10. Conference of the Parties
Mit Interesse verfolgen wir die im Februar stattfindende Konferenz der WHO und dem Framework Convention on Tobacco Control FCTC (Rahmenübereinkommen zur Tabakkontrolle, Anm. d. Red.). Es gibt Hinweise darauf, dass neuartige Erzeugnisse weniger gesundheitsschädlich sind als klassische Tabakwaren. Das sollten die Teilnehmer der 10. Conference of the Parties (Cop 10) bei ihren Überlegungen mit berücksichtigen und sich vom mittlerweile veralteten ,Quit or die‘-Ansatz befreien.

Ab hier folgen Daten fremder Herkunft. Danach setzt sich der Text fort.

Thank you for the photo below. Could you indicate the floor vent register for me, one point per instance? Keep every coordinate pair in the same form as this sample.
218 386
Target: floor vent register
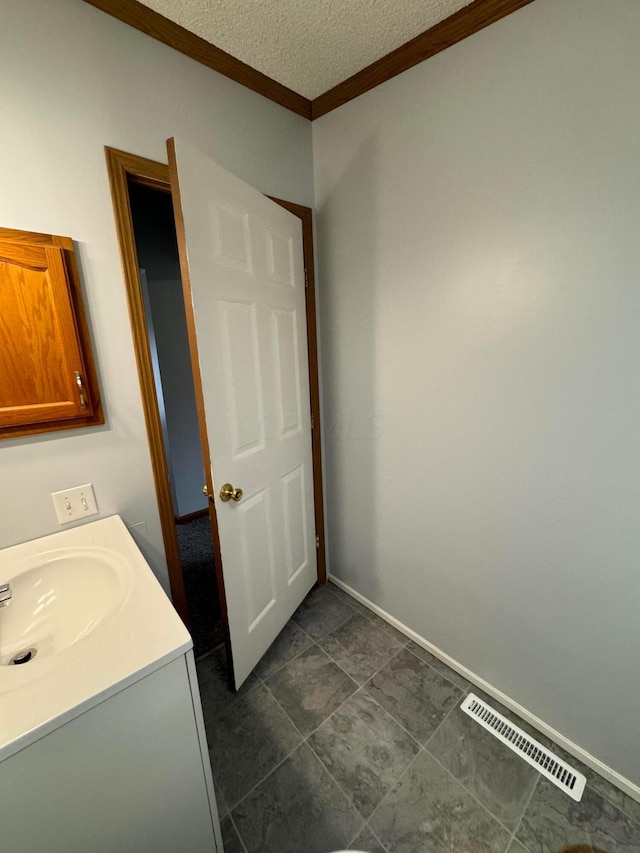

Das 3. Meeting of the Parties (Mop 3) nimmt die Idee eines weltweiten Track & Trace-Rückverfolgbarkeitssystems in den Fokus. Wir bleiben bei unserer Auffassung, dass die Kontrolle einer legalen Vertriebskette das Problem des illegalen Geschäfts mit Tabakwaren nicht löst. Sollte es dennoch zu einem globalen Kontrollsystem kommen, so betonen wir, dass unser europäisches Track & Trace-System nicht bedeutend abgeändert werden darf, um das operative Geschäft der Tabakwaren-Händler nicht nachhaltig zu stören.
Europawahl 2024
Neben den Konferenzen der WHO / FCTC wird sicherlich auch die Europawahl 2024 Einfluss auf die Brüsseler Tabakkontrollpolitik nehmen. Grundsätzlich hoffen wir, dass die Europäische Kommission bei der Überarbeitung der europäischen Tabakrichtlinien maßvoll handelt. Ziel muss in erster Linie das reibungslose Funktionieren des Binnenmarkts sein. Wir bitten unter anderem um eine rechtliche Einbettung rechtshängiger Produkte. Das gewährleistet Planungssicherheit für Industrie und Großhandel. Die legale Vertriebskette für Tabakerzeugnisse ist nämlich die Geschäftsebene, die fiskalische Interessen befriedigt und gesundheitspolitische Ziele erfüllt. Sie ist die einzige Ebene, die transparent ist und durch Regulierung kontrolliert und beeinflusst werden kann.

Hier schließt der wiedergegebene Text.